Revolutionary War Veterans, Moral Sentiment, and Political Culture in the Early Republic

University of Massachusetts Press
This book examines how the moral sentiment of gratitude, as expressed in the image of the suffering soldier, transformed the memory of the Revolutionary War, political culture, and public policy in the early American republic. This popular depiction removed the stigma of vice and treason from the Continental Army, legitimized the army as a republican institution, and credited it with securing independence. By glorifying the now aged, impoverished, and infirm Continental soldiers as republican warriors, the image also accentuated the nation's guilt for its ingratitude toward the veterans. Using Peterborough, New Hampshire, as a case study, John P. Resch shows that the power of the suffering soldier image lay partly in its reflection of reality.
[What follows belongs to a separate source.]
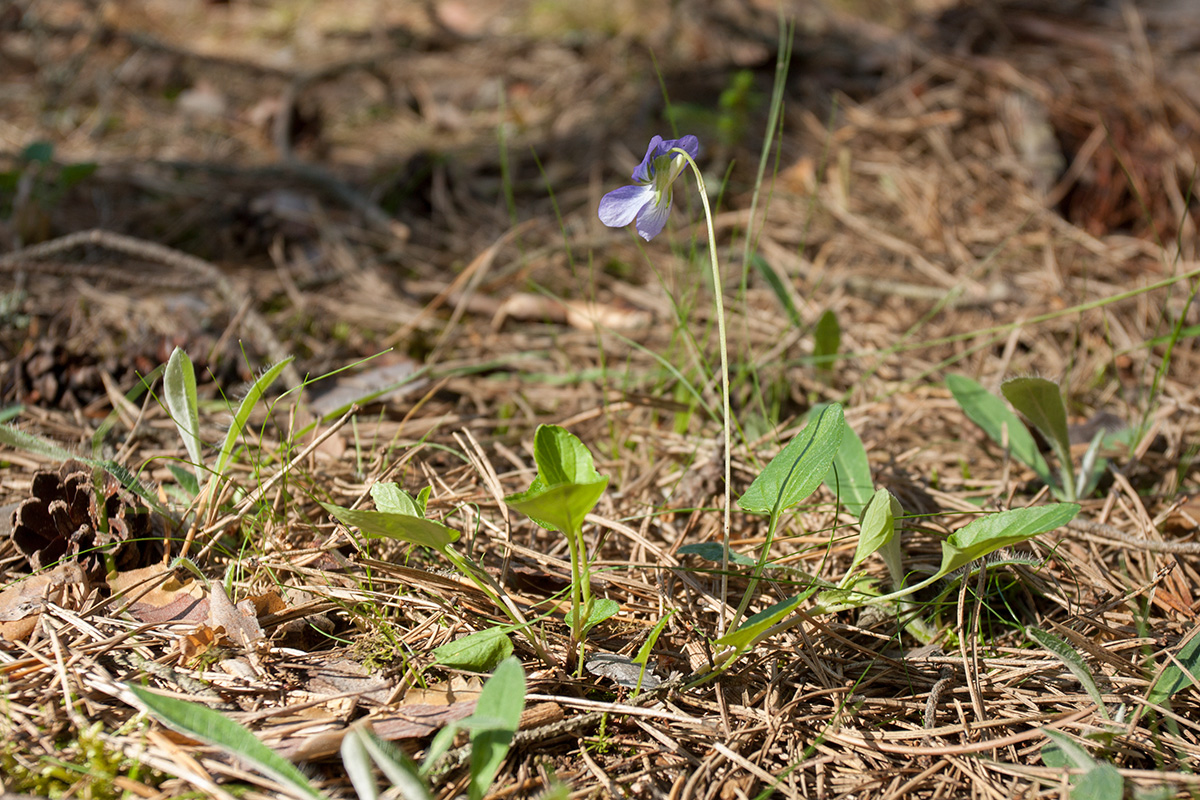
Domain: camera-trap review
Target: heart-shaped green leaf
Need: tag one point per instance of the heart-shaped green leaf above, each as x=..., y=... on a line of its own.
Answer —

The citizen-soldiers from Peterborough who fought in the Continental Army did indeed represent a cross-section of the town, and they experienced greater postwar deprivation and alienation than their peers who had not gone to war. Personal and political sympathy toward the veterans eventually led to the passage of the Revolutionary War Pension Act in 1818. The War Department further validated the soldiers' claims and public gratitude through its liberal administration of the pension program, which attracted more than 20,000 applications.
This is a striking book on a much neglected subject: what happened to the veterans of the American Revolution? It is the first systematic analysis of the veterans based on a large sample of their pension applications. And it is the only study of the history of the struggle to pass the country's first general pension law. The book has the potential to reach scholars in a number of fields: the American Revolution, the military history of the war, social history, and New England. . . . Finally, it has many modern overtones, including post-traumatic stress disorder and welfare entitlements.'—Alfred F. Young, author of The Shoemaker and the Tea Party:
Memory and the American Revolution

'Resch has delved deeply into the source material. I am impressed with the sheer quantity of sources consulted: pension records, orations, newspaper articles, and local records. . . . This book provides a solid perspective on a neglected yet important subject.'—Robert E. Cray, Montclair State College
John P. Resch is professor of history at the University of New Hampshire, Manchester.